Particularly different from all other European capitals, Tirana, the capital and most populous city of Albania, which was once considered to be the world’s most closed nation, is a delight for travelers looking for a destination off the beaten path. A jungle of concrete where McDonald’s restaurants are nowhere to be found.
Our visit to Tirana was rather short. I can say we were practically just passing by. We had planned on visiting the cities of Shkoder and Tirana in Albania, and then head to Macedonia, the neighboring country, however, we ended up spending more time in Shkoder than I had imagined and by the time we arrived in Tirana, we realized that we had just a few spare hours to discover the city before dark.
Driving in the city center was a chaotic experience. Fortunately, finding a place to park wasn’t such a hard task as I had first imagined. I’d like to tell you exactly where we parked, but I don’t think I would be able to find it again, even if I wanted to. Tirana’s indeed a large city, with way too many streets, cars, bicycles and people.
Skanderbeg Square is the main plaza, located in the heart of the city. At the moment we visited it was closed. Construction works were happening all over the square, making it impossible to visit. Despite the fences I managed to get a few pictures of the Skanderbeg Monument, the statue of the Albanian national hero George Kastrioti Skanderbeg on his horse.
On the square’s surroundings, more landmarks can be found. The Town Hall, the 19th Century Clock Tower, the unique Et’hem Bey Mosque, the National History Museum, the National Theatre of Opera and Ballet of Albania and several ministries.
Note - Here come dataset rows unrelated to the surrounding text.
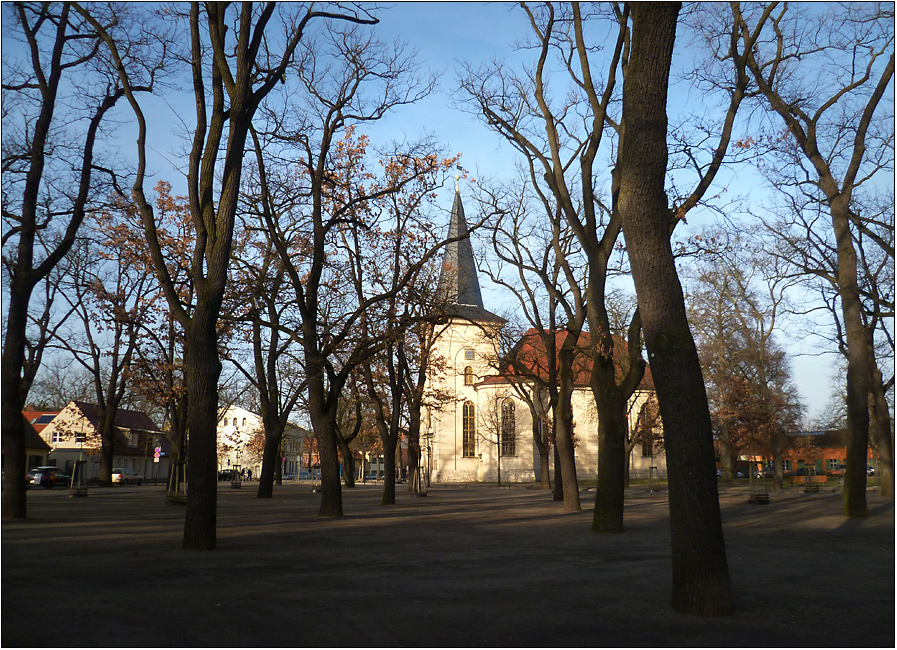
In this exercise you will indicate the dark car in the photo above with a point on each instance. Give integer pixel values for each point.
(48, 476)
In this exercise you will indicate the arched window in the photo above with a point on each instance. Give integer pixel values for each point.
(468, 424)
(508, 429)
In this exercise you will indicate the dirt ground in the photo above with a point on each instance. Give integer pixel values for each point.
(464, 566)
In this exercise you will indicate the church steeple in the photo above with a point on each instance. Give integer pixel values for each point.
(458, 282)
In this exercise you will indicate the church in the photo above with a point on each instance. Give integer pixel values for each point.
(489, 423)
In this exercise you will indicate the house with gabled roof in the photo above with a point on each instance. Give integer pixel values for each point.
(488, 425)
(74, 435)
(36, 450)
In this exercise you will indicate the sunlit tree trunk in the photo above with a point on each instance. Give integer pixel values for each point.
(700, 570)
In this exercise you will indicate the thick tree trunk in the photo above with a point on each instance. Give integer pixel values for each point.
(700, 572)
(858, 366)
(563, 434)
(202, 368)
(331, 488)
(612, 431)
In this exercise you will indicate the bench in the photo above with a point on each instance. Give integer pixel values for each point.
(821, 478)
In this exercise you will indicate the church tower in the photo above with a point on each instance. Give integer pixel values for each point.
(467, 348)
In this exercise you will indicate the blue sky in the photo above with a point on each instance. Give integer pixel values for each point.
(445, 34)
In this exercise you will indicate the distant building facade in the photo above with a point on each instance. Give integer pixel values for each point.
(73, 434)
(488, 424)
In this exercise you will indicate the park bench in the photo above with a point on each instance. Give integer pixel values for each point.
(811, 482)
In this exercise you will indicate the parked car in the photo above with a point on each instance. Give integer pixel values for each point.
(124, 476)
(48, 476)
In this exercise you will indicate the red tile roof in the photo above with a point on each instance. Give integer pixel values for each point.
(532, 353)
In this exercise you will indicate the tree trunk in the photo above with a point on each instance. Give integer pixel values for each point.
(270, 461)
(331, 488)
(543, 446)
(348, 461)
(563, 434)
(700, 572)
(558, 483)
(612, 432)
(777, 461)
(389, 470)
(12, 401)
(884, 440)
(202, 368)
(107, 444)
(858, 367)
(726, 457)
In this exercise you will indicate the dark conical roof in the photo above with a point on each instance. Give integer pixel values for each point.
(458, 282)
(459, 285)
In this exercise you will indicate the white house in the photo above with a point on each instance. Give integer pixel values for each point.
(241, 442)
(73, 435)
(488, 418)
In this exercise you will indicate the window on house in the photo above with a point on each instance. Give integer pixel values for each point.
(468, 425)
(647, 447)
(508, 429)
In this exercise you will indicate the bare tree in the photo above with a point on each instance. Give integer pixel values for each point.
(238, 71)
(108, 285)
(738, 307)
(700, 570)
(547, 274)
(261, 310)
(56, 98)
(835, 143)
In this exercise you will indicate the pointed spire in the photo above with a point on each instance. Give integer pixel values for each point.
(458, 282)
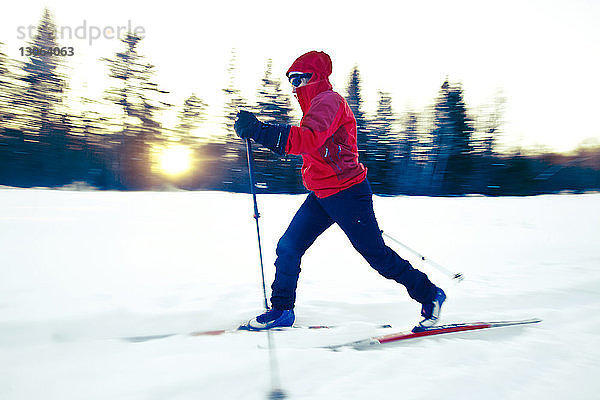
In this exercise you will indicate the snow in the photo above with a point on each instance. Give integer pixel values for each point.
(81, 271)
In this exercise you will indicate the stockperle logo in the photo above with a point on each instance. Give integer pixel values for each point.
(86, 32)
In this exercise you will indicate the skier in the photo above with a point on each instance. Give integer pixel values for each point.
(339, 192)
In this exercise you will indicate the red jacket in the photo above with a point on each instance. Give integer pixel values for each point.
(326, 137)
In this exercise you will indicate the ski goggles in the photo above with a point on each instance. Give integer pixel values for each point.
(298, 79)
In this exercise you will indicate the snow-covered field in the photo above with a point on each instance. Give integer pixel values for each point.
(80, 271)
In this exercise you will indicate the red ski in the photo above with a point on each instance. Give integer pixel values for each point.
(418, 332)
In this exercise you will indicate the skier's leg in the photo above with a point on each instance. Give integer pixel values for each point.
(309, 222)
(352, 210)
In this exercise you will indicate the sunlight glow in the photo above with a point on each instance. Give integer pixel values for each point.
(175, 160)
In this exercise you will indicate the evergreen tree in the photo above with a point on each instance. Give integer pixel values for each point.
(383, 147)
(354, 99)
(40, 112)
(6, 89)
(191, 116)
(139, 99)
(408, 171)
(451, 142)
(235, 176)
(43, 85)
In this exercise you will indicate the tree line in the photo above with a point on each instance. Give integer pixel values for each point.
(445, 149)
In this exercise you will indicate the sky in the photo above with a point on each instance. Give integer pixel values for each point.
(541, 56)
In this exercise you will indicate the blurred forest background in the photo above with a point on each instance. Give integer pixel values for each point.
(446, 149)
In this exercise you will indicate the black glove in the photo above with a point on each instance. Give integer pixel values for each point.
(272, 136)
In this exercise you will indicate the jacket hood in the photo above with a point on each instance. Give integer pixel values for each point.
(319, 64)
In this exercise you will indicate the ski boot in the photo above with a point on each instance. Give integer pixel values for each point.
(271, 319)
(431, 311)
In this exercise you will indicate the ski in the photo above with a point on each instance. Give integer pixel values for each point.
(218, 332)
(244, 328)
(419, 332)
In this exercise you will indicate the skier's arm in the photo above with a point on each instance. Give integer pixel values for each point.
(318, 124)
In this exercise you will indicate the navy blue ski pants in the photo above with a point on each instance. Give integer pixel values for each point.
(352, 210)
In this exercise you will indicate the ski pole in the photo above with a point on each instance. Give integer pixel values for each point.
(256, 216)
(276, 393)
(454, 275)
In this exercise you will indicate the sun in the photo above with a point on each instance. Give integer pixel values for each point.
(175, 160)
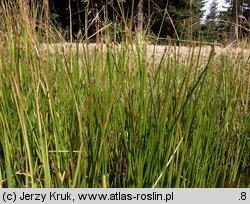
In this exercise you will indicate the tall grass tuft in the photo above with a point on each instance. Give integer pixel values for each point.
(115, 117)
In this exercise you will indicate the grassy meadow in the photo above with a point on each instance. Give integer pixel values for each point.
(117, 118)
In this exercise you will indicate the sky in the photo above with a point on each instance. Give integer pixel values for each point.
(220, 6)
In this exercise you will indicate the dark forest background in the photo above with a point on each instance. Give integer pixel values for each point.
(162, 19)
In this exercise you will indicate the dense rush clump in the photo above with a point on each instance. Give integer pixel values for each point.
(127, 115)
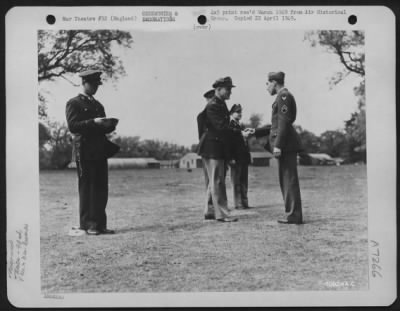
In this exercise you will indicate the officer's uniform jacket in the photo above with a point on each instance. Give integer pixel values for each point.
(282, 133)
(240, 147)
(89, 140)
(217, 138)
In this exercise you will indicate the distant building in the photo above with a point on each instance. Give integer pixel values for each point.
(316, 159)
(127, 163)
(169, 163)
(190, 160)
(261, 158)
Built in the first quarter of the 19th Century, the Et’hem Bey Mosque is an outstanding piece of architecture, which was closed for many years during the Albanian communist era. Its highlight are the frescoes painted on the main facade, depicting trees, rivers and other still life elements seldom found in Islamic Art.
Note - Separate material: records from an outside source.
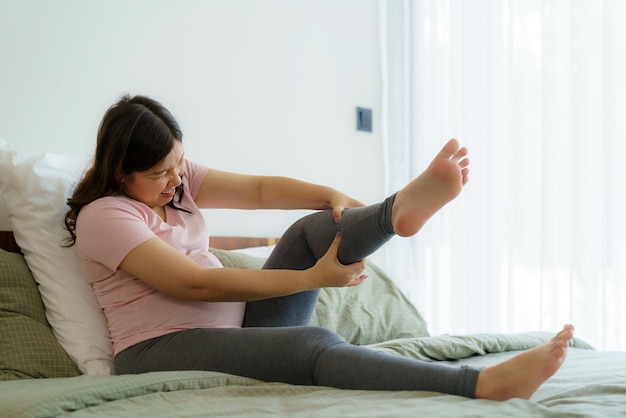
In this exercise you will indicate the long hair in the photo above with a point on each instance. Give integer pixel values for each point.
(134, 135)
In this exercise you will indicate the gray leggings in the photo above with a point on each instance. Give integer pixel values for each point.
(276, 344)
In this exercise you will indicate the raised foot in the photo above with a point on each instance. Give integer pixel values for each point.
(441, 182)
(521, 376)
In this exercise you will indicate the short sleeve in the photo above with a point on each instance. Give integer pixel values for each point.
(110, 228)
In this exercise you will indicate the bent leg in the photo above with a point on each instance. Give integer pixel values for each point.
(363, 231)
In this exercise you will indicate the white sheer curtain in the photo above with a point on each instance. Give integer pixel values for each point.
(536, 90)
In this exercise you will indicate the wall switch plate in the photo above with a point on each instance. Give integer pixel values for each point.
(363, 119)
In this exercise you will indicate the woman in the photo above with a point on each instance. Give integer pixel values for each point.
(135, 219)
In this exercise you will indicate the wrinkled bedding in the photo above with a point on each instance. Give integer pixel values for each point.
(590, 384)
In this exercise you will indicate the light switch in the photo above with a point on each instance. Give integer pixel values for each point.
(363, 119)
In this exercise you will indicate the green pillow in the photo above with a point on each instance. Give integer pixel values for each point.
(28, 348)
(373, 312)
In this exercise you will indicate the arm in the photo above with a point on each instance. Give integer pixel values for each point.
(174, 274)
(221, 189)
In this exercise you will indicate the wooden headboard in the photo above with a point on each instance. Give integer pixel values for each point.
(7, 242)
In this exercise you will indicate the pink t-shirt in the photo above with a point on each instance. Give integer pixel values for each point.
(109, 228)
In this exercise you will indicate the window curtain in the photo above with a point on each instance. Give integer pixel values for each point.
(536, 90)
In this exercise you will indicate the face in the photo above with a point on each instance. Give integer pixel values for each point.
(156, 187)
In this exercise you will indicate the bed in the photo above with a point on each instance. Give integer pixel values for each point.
(55, 351)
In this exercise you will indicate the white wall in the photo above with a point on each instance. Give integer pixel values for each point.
(258, 86)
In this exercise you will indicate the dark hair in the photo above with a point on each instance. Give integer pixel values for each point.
(134, 135)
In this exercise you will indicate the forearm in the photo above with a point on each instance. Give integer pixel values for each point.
(241, 285)
(288, 193)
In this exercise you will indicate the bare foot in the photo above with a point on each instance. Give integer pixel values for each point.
(522, 375)
(441, 182)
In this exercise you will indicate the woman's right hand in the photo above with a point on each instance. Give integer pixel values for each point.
(329, 272)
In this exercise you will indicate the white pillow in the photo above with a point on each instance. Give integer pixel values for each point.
(35, 187)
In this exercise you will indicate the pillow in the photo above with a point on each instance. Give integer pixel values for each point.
(35, 188)
(28, 348)
(373, 312)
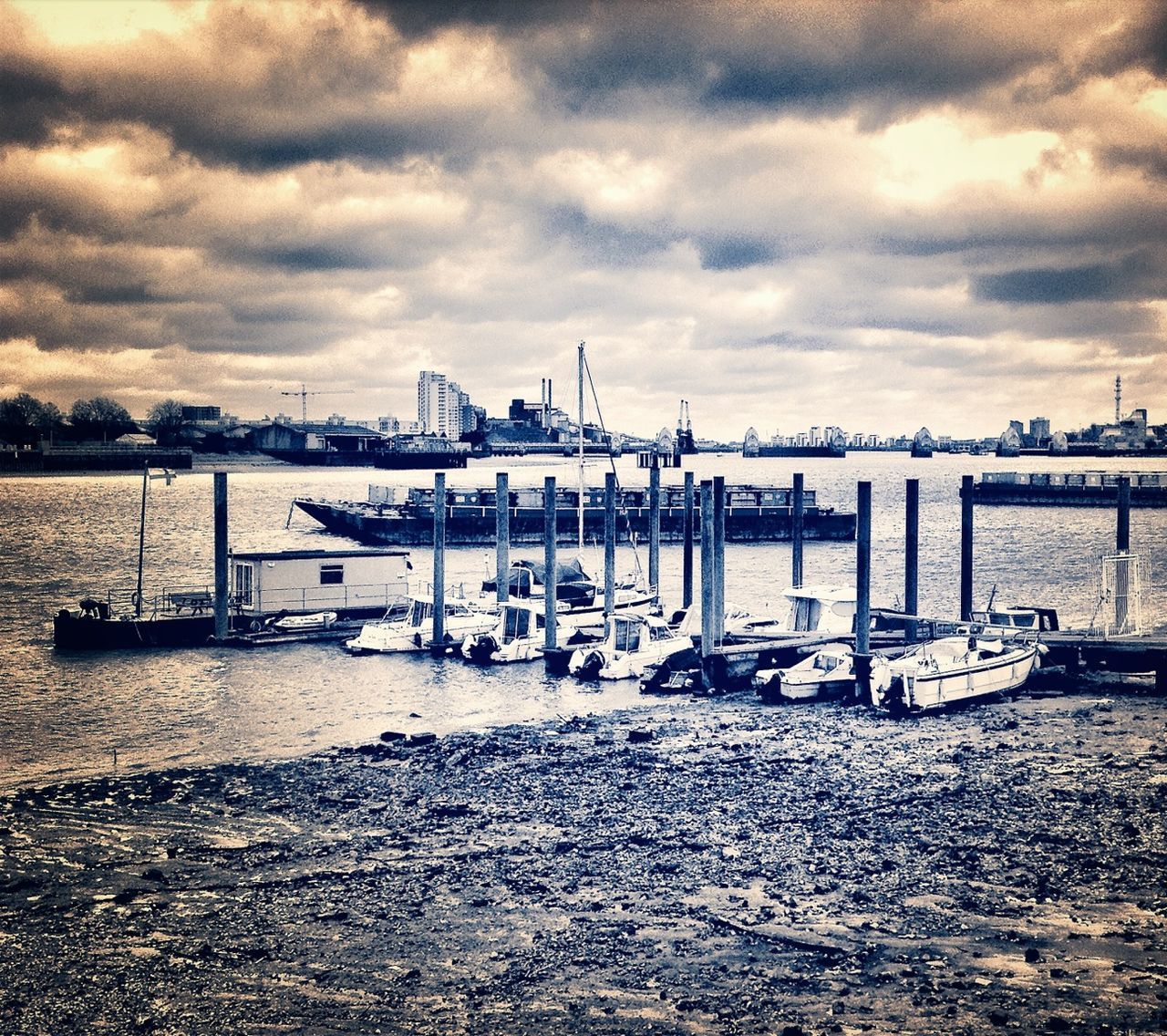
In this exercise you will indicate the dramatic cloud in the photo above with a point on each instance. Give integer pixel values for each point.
(871, 215)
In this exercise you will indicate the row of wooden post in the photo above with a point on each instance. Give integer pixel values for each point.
(712, 551)
(712, 502)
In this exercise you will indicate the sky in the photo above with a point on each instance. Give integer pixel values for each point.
(873, 215)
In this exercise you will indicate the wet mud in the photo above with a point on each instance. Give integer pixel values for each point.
(703, 865)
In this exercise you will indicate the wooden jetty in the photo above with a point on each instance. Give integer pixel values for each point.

Bicycles could be seen everywhere and there were bicycle stations from where you could pick one. That was something I didn’t expect from a Balkan capital city, specially from Tirana. The city even has its own bike sharing program, Ecovolis, which was launched in 2011. Foreigners can rent a bicycle from different stations spread across the city and from what I’ve heard, it’s quite cheap.
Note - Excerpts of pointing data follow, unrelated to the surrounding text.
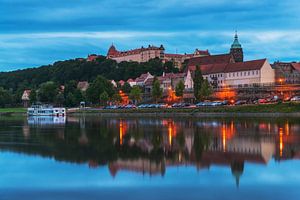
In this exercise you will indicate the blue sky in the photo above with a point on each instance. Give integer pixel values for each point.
(35, 32)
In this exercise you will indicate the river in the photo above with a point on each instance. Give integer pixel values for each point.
(93, 157)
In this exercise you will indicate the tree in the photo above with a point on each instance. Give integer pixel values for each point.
(198, 79)
(98, 86)
(179, 89)
(116, 98)
(5, 97)
(126, 88)
(135, 94)
(70, 100)
(206, 90)
(156, 90)
(60, 99)
(47, 92)
(33, 96)
(104, 98)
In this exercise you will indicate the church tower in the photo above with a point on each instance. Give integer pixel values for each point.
(236, 50)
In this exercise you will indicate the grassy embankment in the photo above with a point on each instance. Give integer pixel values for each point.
(262, 108)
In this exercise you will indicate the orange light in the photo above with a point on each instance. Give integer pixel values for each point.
(280, 142)
(224, 137)
(171, 132)
(122, 131)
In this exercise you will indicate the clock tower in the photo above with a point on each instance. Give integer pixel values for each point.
(236, 50)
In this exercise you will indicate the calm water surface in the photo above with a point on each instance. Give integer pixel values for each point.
(91, 157)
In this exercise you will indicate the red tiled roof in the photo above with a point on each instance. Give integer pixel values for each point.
(177, 75)
(245, 66)
(92, 57)
(173, 55)
(213, 68)
(296, 66)
(130, 80)
(141, 78)
(113, 52)
(205, 60)
(229, 67)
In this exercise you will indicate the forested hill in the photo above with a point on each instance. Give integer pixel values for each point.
(80, 70)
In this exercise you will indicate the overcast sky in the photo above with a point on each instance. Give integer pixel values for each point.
(39, 32)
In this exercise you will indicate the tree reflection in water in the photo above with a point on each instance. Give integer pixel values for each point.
(151, 145)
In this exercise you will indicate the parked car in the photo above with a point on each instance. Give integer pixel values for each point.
(240, 102)
(130, 106)
(295, 98)
(262, 101)
(175, 105)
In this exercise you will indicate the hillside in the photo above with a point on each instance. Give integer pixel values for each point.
(79, 70)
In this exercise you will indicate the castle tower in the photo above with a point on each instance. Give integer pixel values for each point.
(112, 51)
(236, 50)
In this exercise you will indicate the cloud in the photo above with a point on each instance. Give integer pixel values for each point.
(49, 30)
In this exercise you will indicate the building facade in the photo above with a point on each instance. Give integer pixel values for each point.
(145, 54)
(238, 74)
(287, 72)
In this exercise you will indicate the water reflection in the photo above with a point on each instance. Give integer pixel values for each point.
(150, 146)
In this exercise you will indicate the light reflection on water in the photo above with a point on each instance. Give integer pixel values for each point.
(95, 154)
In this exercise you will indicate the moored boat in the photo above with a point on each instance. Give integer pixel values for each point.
(46, 110)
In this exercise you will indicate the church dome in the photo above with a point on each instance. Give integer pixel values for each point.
(112, 50)
(236, 44)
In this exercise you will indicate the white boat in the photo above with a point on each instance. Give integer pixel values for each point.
(45, 110)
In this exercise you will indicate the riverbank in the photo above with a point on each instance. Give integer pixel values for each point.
(263, 110)
(4, 111)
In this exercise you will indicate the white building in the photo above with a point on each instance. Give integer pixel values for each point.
(249, 73)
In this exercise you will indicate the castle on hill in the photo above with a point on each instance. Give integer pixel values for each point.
(144, 54)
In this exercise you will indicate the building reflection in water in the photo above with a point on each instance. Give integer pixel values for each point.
(150, 146)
As we walked the city center we came across some really interesting statues and constructions. On the back of some random building we found some old and broken statues of former communist leaders as we were on our way to one of Tirana’s most famous pedestrian streets, Rruga Murat Toptani, where not only cafes, restaurants and souvenir shops can be found, but also the city’s brand new Toptani Shopping Center, which had been inaugurated just three months before our visit to the capital.
Reja “The Cloud”, was one of the interesting constructions we found in the city center, which I had never heard of. Designed by the Japanese architect Sou Fujimoto, this large cloud, which you can climb for free, is located right in front of the National Gallery of Art. It is used as a place to chill, but during the summer it is also used as an open air cinema.
South of the cloud is located Tirana’s most famous landmark, the Enver Hoxha pyramid, a former museum built in honor of the Communist leader who ruled Albania for four decades. In 1999 during the Kosovo War this concrete pyramid, was used as a NATO base and since 2001 it has been used as a broadcasting center by Albanian TV channel Top Channel. Despite the fact that many people had fought to destroy it, it has recently been announced that it will be refurbished instead of demolished.
I had read online that some people have climbed the pyramid and I tried to do it as well, but it started raining exactly at the time of my first and only attempt. When I had first seen videos of people climbing it, it didn’t seem such a difficult task, but it turned out to be. Wearing Converse shoes to climb a large concrete pyramid on a rainy day? Definitely not a good idea, I had to climb down when I reached half-way to the top.
Just in front of the Pyramid, there’s another interesting piece of art, the Peace Bell, standing on a pedestrian bridge over a fountain. In the year of 1997, during the Albanian Civil War, children from the city of Shkoder, in northern Albania, gathered over twenty thousand bullet cartridges which were then melted and transformed into this bell.
The highlight of our visit to Tirana was the moment we entered Bunk’Art 2 an anti-atomic bunker which was transformed into an interactive art experience. Exploring this bunker costs 1,000 Lek but it’s definitely a must-see when visiting the capital. Bunk’Art 2 presents the history of Albania during the communist era which lasted for many decades.
Inside this large underground bunker I learnt a lot about Albania during the 20th Century, including the creation of Sigurimi, Albanian’s state police, and I read sad stories from people who were victims of the system. It doesn’t surprise me that there are more Albanians living outside the country than inside. If I had lived during those times, when Albania was pictured as one of the world’s most closed nations, I would have done my best to escape the country.
On our way back to the car we passed by the Resurrection of Christ Orthodox Cathedral, the largest and most modern church in the entire country. It was inaugurated in 2012 and combined with its tall bell tower, it is definitely a very beautiful piece of architecture.
Once again, it was time to hit the road. Macedonia was the next and last target on our itinerary across the Balkans.